We state some potential explanations for our results:
- Expectations for the future growth of the other CPI components besides energy may be lower than the annual rate of 2.87 percent we assumed in our model.
- The recent movements in breakeven inflation expectations may have been caused by something other than the decline in oil prices. It is even possible that a third variable is driving the decline in both.
- Investors may expect the relationship between oil price and the CPI energy component to change in the future. (This would be despite the strong relationship seen over the past 20 years, shown in the second figure in our previous blog post.)
- Changes in the inflation risk premium for bonds that are not inflation-protected and/or changes in the liquidity premium for TIPS may be distorting breakeven inflation expectations in the last few months.
Notes and References
1 In this backtest, we performed an out-of-sample prediction of the CPI from July 2014 to December 2015 using the actual path of oil prices over that time period.

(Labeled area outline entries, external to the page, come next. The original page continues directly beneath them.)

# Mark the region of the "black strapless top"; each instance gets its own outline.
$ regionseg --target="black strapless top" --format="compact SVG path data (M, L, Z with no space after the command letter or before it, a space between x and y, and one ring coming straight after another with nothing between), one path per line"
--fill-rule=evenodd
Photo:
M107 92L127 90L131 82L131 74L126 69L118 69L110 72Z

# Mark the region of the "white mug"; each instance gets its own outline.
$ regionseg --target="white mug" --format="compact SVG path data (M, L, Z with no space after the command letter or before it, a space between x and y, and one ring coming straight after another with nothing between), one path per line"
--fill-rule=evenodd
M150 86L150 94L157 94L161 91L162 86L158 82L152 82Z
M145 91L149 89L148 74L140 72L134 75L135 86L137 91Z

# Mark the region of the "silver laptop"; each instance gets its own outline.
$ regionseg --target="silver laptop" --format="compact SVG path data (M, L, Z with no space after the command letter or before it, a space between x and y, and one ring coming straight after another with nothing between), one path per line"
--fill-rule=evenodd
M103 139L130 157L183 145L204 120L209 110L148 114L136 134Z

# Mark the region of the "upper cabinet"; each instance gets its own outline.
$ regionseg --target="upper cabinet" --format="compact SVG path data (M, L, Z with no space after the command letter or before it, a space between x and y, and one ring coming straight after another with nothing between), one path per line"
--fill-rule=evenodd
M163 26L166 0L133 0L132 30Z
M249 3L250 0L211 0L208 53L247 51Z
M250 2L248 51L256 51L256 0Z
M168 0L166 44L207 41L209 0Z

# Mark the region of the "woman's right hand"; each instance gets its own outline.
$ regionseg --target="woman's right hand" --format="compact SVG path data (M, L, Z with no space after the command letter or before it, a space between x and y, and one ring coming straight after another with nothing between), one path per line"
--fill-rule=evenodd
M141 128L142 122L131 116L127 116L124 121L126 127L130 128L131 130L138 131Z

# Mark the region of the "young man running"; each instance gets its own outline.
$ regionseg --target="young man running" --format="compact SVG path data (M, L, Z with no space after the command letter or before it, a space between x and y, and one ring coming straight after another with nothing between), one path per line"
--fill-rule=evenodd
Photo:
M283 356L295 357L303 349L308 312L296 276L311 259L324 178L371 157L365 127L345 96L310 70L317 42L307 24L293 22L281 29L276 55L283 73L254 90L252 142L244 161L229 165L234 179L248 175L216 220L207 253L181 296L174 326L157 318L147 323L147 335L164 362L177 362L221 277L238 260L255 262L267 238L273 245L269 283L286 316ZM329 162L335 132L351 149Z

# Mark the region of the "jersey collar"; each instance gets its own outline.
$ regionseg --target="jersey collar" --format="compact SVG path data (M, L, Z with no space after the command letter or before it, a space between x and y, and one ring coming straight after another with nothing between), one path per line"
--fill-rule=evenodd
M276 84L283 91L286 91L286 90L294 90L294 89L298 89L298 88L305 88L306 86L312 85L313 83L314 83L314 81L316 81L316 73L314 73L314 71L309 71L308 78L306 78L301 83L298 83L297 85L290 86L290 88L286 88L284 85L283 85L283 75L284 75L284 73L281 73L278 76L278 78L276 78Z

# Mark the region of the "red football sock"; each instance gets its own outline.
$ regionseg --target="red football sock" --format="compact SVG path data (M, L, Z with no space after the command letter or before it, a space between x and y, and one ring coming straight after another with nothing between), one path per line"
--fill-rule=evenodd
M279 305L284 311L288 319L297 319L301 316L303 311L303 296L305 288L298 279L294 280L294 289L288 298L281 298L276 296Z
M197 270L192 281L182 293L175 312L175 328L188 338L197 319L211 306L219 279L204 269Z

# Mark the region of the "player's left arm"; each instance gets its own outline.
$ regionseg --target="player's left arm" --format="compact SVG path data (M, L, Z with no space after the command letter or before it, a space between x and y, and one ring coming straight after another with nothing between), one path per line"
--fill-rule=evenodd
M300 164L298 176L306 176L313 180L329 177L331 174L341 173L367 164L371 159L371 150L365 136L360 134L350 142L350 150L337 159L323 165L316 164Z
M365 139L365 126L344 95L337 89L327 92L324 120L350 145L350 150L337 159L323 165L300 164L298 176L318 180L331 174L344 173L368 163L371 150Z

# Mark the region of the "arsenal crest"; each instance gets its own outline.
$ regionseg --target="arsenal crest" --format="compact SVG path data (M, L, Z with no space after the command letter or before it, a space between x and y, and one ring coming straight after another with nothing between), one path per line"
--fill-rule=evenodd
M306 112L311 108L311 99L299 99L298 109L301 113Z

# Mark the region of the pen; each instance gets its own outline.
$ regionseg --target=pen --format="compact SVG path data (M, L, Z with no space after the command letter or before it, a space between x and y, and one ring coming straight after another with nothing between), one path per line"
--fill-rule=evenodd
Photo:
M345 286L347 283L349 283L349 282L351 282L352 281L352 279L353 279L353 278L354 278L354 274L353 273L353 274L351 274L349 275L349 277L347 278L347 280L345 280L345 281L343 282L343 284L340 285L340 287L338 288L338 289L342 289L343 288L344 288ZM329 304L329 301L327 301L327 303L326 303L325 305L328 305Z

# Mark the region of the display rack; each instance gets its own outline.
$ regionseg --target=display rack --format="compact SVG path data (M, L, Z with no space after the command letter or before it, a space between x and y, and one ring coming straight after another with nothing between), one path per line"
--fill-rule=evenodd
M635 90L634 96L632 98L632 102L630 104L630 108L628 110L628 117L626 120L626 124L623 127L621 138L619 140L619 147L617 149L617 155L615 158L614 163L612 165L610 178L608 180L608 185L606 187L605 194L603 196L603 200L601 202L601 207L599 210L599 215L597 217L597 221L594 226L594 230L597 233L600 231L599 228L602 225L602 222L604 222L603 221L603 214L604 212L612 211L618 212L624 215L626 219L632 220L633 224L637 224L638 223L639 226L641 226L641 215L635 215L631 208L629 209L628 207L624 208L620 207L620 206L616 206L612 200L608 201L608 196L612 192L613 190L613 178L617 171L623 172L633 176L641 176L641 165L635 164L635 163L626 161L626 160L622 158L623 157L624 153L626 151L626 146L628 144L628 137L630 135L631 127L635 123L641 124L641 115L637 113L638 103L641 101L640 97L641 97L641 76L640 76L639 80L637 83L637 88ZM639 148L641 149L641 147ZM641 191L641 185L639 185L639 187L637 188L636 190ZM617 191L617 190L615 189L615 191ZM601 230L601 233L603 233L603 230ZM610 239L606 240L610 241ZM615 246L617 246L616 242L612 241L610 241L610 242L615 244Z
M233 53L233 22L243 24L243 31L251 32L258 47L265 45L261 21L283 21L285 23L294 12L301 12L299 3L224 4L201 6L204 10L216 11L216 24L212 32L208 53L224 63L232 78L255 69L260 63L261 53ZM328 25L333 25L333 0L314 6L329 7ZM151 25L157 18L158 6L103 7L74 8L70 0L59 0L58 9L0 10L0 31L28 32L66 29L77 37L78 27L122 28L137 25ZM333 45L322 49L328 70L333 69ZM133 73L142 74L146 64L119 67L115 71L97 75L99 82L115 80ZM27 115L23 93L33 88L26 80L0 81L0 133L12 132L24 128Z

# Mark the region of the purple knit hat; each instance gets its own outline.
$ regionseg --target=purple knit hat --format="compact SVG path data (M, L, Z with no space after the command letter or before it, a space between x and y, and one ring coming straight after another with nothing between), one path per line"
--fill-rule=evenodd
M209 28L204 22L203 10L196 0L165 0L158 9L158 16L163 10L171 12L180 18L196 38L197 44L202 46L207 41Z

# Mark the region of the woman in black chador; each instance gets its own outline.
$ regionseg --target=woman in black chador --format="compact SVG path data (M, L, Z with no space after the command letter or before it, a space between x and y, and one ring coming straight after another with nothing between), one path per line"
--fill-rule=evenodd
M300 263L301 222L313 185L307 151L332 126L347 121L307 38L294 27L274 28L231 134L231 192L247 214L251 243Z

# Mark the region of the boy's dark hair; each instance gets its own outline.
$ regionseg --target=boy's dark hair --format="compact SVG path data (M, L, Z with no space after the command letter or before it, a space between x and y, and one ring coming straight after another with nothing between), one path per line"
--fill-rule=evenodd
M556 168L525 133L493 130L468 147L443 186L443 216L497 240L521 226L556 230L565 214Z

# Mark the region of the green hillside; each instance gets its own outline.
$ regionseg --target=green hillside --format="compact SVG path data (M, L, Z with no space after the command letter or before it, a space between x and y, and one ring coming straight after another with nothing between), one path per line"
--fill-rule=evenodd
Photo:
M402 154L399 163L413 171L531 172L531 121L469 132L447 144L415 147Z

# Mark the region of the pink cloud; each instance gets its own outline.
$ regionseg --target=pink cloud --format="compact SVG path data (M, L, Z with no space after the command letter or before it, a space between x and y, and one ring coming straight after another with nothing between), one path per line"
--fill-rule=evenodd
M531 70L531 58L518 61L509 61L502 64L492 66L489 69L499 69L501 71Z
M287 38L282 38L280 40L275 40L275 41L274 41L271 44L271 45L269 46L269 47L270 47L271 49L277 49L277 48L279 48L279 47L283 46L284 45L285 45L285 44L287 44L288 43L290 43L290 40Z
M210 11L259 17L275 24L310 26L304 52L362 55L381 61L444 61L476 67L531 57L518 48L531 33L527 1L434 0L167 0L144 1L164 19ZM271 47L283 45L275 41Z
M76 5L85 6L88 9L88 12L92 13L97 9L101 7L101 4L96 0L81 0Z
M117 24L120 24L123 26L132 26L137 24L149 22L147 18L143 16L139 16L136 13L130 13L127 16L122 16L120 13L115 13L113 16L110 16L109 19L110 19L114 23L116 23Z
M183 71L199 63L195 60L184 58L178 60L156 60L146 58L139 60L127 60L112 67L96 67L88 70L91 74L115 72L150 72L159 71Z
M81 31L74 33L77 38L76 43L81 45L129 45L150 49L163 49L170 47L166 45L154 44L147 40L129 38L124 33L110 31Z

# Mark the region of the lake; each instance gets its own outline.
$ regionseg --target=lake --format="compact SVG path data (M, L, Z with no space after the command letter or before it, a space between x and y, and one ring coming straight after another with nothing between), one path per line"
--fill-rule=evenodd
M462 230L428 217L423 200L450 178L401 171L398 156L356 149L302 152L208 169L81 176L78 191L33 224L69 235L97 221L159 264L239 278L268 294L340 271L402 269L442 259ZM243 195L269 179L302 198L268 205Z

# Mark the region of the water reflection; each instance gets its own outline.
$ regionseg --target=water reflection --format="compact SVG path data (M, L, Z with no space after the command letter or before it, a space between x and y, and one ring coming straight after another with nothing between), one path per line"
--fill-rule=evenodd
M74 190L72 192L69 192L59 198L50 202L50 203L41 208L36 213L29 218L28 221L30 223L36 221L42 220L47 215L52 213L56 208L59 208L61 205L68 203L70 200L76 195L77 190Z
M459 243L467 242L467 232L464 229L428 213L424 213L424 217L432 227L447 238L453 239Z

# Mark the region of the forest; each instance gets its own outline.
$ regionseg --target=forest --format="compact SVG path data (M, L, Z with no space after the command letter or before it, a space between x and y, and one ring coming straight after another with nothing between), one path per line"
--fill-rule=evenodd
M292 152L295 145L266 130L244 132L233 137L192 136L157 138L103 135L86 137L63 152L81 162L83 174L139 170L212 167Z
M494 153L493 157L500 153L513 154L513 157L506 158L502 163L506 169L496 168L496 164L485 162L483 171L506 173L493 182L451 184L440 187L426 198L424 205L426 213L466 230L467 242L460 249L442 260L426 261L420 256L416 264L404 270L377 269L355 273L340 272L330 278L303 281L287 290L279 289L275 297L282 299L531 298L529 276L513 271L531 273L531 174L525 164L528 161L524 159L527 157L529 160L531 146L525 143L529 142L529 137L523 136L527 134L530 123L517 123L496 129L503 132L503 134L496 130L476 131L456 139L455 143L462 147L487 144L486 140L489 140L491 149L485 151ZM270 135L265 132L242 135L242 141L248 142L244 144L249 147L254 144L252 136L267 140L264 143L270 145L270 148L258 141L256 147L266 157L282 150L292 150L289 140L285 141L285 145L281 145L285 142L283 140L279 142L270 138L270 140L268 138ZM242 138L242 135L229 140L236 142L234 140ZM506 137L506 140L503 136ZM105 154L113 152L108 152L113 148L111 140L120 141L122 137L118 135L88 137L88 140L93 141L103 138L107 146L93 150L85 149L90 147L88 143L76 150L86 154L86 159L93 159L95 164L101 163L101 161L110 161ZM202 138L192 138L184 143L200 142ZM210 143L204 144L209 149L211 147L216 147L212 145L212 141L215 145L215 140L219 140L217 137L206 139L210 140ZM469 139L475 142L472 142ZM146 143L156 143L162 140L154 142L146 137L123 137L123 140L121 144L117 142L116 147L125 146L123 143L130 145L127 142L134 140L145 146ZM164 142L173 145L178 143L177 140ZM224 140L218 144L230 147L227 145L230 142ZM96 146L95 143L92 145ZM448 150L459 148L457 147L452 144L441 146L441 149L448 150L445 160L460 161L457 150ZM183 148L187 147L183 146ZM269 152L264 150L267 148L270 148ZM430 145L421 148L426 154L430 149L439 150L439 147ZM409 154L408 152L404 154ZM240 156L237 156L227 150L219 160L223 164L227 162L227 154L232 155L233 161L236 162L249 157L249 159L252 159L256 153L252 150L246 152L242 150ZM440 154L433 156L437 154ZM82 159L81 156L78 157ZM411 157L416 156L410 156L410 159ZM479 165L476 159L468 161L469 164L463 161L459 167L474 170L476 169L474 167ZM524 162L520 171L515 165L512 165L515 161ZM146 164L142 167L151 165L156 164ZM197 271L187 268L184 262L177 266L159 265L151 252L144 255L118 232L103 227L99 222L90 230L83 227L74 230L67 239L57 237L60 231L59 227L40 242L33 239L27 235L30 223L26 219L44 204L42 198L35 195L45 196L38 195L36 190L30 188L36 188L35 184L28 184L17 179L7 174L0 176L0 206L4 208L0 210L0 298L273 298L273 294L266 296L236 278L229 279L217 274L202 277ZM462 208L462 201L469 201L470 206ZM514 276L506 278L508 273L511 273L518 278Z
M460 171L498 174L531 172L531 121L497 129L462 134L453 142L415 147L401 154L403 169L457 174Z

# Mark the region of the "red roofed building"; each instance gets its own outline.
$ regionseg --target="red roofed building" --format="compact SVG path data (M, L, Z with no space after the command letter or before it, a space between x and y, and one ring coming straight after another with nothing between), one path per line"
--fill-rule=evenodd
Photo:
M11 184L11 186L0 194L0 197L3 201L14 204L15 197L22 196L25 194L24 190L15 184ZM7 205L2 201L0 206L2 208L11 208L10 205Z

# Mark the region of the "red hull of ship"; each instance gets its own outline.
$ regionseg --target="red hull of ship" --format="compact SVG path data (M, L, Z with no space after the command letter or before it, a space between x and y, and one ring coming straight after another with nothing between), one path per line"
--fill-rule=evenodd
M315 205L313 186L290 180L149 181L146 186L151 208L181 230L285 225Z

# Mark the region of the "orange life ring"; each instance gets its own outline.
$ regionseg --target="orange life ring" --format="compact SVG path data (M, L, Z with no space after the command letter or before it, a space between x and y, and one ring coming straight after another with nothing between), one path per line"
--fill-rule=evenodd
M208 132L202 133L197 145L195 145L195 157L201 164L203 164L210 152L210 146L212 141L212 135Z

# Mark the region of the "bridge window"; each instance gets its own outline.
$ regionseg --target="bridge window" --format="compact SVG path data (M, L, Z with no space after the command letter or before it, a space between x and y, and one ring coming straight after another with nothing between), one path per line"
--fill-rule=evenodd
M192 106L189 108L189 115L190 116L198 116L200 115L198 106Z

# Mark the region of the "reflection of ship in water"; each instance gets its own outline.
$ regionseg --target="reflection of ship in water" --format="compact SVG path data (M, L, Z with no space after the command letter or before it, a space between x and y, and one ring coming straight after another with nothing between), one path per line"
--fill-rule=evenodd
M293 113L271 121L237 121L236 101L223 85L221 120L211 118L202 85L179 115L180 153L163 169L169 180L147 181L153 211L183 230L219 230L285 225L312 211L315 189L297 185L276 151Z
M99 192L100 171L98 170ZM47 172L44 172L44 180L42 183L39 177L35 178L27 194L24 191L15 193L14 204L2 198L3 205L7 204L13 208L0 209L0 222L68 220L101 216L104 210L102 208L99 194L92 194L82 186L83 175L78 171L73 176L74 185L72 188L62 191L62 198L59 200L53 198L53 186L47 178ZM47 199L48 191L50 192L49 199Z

This is the future CPI path our model would have predicted in June 2014 assuming that we knew what oil prices would be through the end of 2015.
2 We used the December 2015 breakeven inflation expectations to estimate December values of the CPI over the next 10 years from December 2016 to December 2025. We obtained the remaining monthly CPI values by assuming constant growth of the CPI between each of these December estimates.
3 The value of the elasticity of energy component with respect to oil price was estimated via ordinary least squares. See the second figure of our previous blog post.
4 An oil futures contract is a standardized agreement, tradable between parties on an organized exchange, for the seller to deliver a certain quantity of oil to the buyer on a future date at a specific price determined today. The prices of such contracts are often interpreted as the market’s forecasts of spot oil prices.